Статья:

ДЕКОНСТРУКЦИЯ ПРИРОДОСООБРАЗНОСТИ И ЦЕННОСТЕЙ ЛИЧНОСТИ В ЕВРОПЕЙСКОМ ИСКУССТВЕ ЭПОХИ ПОСТМОДЕРНА

Конференция: XCVIII Международная научно-практическая конференция «Научный форум: филология, искусствоведение и культурология»

Секция: Теория и история искусства

Выходные данные
Киреева Н.Ю. ДЕКОНСТРУКЦИЯ ПРИРОДОСООБРАЗНОСТИ И ЦЕННОСТЕЙ ЛИЧНОСТИ В ЕВРОПЕЙСКОМ ИСКУССТВЕ ЭПОХИ ПОСТМОДЕРНА // Научный форум: Филология, искусствоведение и культурология: сб. ст. по материалам XCVIII междунар. науч.-практ. конф. — № 10(98). — М., Изд. «МЦНО», 2025.
Конференция завершена
Мне нравится
на печатьскачать .pdfподелиться

ДЕКОНСТРУКЦИЯ ПРИРОДОСООБРАЗНОСТИ И ЦЕННОСТЕЙ ЛИЧНОСТИ В ЕВРОПЕЙСКОМ ИСКУССТВЕ ЭПОХИ ПОСТМОДЕРНА

Киреева Наталья Юрьевна
д-р искусствоведения, доцент, Саратовская государственная консерватория имени Л.В. Собинова, РФ, г. Саратов

 

DECONSTRUCTION OF NATURAL CONFORMITY AND PERSONALITY VALUES IN EUROPEAN ART OF THE POSTMODERN ERA

 

Natalia Kireyeva

Doctor of Art History, Associate Professor, Saratov State Conservatory named after L.V. Sobinov, Russia, Saratov

 

Ретроспективный взгляд на развитие европейского искусства позволяет сделать вывод о том, что оно имело свои особенности развития. Эпоха Классицизма стала кульминацией развития европейской цивилизации. Так, например, продолжается линия развития музыкально-театрального искусства, в котором культивируется личность, обладающая силой воли, стойким характером и чувством справедливости. Главный герой Классицизма — рационально организованная личность — становится выразителем мнения большинства. Он способен быть выше религиозных правил, условностей социального положения и/или сословных предрассудков. Масштабность и стремление к чёткой упорядоченности отражается и в музыкальных творениях. При этом для многих композиторов характерно сбалансированное природосообразное отношение к окружающей действительности и подлинные человеческие ценности, что и отражается в сочинениях эпохи Классицизма: в красоте мелодий и структурированности, соразмерности моментов созерцательности и действенности, лирики и драматизма.
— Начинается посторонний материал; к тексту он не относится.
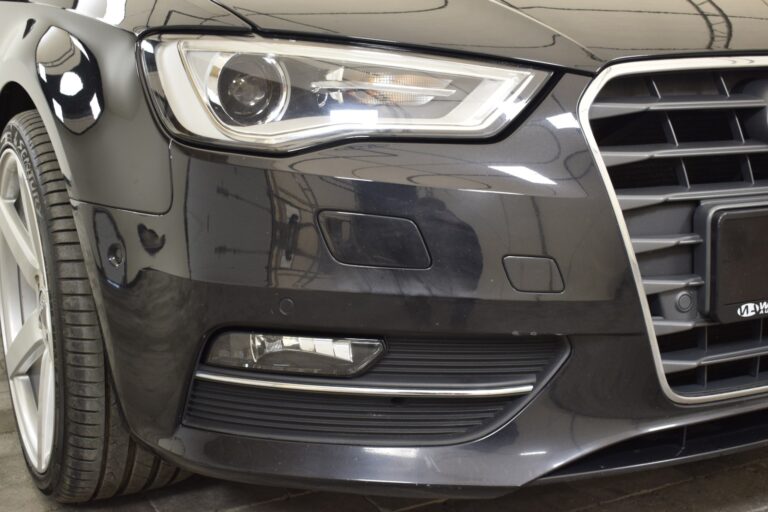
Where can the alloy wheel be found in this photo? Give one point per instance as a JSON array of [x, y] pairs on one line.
[[25, 314]]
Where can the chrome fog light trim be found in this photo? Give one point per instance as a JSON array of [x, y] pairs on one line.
[[290, 354]]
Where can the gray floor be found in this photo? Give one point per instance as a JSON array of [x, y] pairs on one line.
[[730, 484]]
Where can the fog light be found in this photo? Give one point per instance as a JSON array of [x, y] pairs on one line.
[[333, 357]]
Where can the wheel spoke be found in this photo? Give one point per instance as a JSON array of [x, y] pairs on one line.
[[19, 241], [46, 408], [26, 348]]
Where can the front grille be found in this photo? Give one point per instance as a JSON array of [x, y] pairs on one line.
[[671, 141], [439, 364]]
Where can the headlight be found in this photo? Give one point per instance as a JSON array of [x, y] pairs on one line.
[[280, 95]]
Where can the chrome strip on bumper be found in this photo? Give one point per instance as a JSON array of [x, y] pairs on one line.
[[366, 391]]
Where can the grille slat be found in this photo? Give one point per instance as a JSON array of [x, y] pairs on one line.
[[622, 155], [691, 359], [715, 147], [329, 418], [667, 284], [648, 244]]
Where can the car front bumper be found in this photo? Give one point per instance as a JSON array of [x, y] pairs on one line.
[[241, 237]]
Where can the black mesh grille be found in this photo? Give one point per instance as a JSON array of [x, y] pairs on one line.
[[339, 419], [713, 145], [437, 364]]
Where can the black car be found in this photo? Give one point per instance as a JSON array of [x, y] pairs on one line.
[[422, 247]]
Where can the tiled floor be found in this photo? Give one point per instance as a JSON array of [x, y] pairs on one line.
[[730, 484]]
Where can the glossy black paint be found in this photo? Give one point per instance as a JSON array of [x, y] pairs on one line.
[[572, 34], [182, 242]]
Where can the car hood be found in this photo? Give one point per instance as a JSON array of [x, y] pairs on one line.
[[581, 34]]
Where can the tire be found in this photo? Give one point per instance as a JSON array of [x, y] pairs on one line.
[[93, 455]]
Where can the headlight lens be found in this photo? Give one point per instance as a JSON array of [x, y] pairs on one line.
[[279, 95]]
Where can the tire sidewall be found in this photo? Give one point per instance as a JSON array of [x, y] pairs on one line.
[[15, 137]]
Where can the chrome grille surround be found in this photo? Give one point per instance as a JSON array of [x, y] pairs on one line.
[[589, 97]]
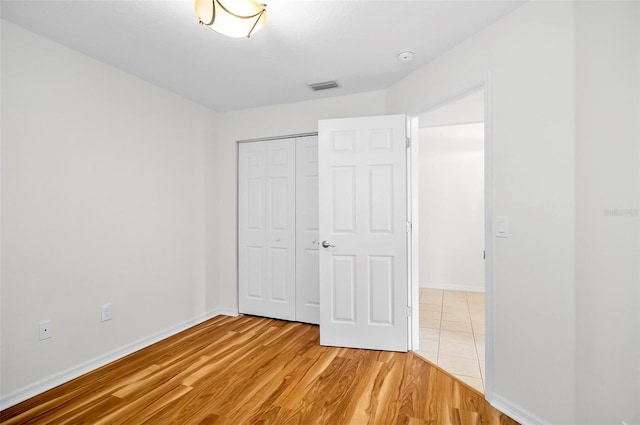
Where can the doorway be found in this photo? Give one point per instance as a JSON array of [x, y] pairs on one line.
[[451, 185]]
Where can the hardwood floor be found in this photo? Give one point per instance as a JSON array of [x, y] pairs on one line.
[[249, 370]]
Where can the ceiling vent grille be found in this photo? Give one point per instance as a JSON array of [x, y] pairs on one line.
[[324, 86]]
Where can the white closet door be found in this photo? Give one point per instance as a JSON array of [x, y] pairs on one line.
[[266, 228], [307, 278]]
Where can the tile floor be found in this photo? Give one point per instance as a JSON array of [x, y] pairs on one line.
[[452, 333]]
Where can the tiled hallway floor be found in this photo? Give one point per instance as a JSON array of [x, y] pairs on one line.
[[452, 333]]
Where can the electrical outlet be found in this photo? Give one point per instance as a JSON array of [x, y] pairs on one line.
[[106, 312], [44, 328]]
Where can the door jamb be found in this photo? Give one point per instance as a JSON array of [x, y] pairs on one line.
[[431, 102]]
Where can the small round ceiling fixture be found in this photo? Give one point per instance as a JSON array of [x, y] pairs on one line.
[[405, 56]]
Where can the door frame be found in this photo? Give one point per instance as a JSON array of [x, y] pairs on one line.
[[430, 102]]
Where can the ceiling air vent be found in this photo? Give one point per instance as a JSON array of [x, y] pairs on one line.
[[324, 86]]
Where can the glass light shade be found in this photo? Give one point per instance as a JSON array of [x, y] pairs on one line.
[[233, 18]]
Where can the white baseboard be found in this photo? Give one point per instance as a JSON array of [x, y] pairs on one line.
[[451, 287], [515, 412], [90, 365]]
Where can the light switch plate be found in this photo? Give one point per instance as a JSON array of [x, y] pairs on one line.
[[502, 227]]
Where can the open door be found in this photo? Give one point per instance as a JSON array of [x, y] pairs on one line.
[[363, 233]]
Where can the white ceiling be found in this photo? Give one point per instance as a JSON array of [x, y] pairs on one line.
[[354, 42]]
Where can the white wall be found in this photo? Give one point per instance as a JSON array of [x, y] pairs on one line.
[[452, 207], [527, 57], [607, 140], [277, 120], [103, 200]]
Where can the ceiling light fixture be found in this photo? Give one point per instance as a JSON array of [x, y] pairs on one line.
[[234, 18]]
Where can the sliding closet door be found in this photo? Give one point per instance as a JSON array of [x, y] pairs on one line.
[[266, 228], [307, 276]]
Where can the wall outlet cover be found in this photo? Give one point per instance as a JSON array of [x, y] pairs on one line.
[[44, 330]]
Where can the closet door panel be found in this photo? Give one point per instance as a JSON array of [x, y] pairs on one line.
[[266, 228], [307, 276]]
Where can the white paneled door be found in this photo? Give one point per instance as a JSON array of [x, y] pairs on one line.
[[363, 233], [307, 286], [266, 228]]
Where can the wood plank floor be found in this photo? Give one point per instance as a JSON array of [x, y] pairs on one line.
[[249, 370]]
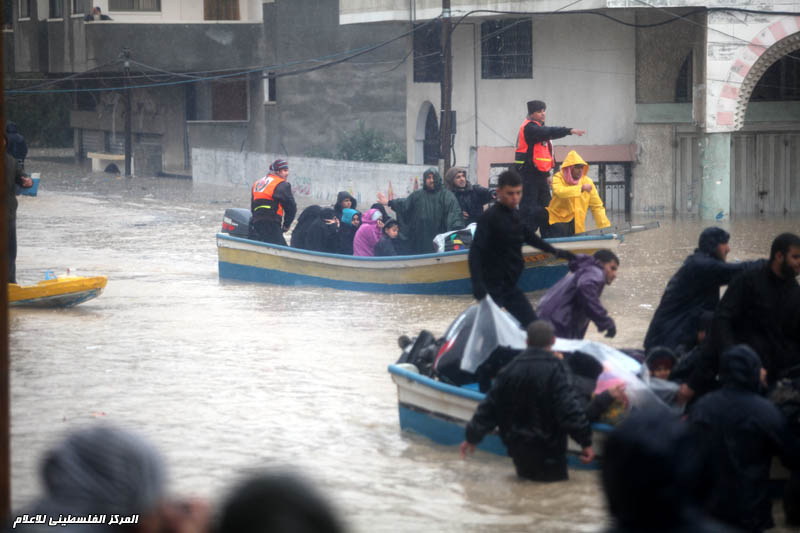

В среде более отдалённых от профессионального музыкального искусства людей — философов и эстетиков происходит осмысление воздействия музыкально-театрального искусства на людей, а также воспитательных и даже врачевательных свойств музыки. В соответствии с этим поднимается вопрос доступности музыкально-театральных творений и их качества, закономерностей исполнительского мастерства. Формируются типологии публики (светские люди, политики, учёные, философы, люди со вкусом и др.), предполагающие различную функциональную направленность реципиентов.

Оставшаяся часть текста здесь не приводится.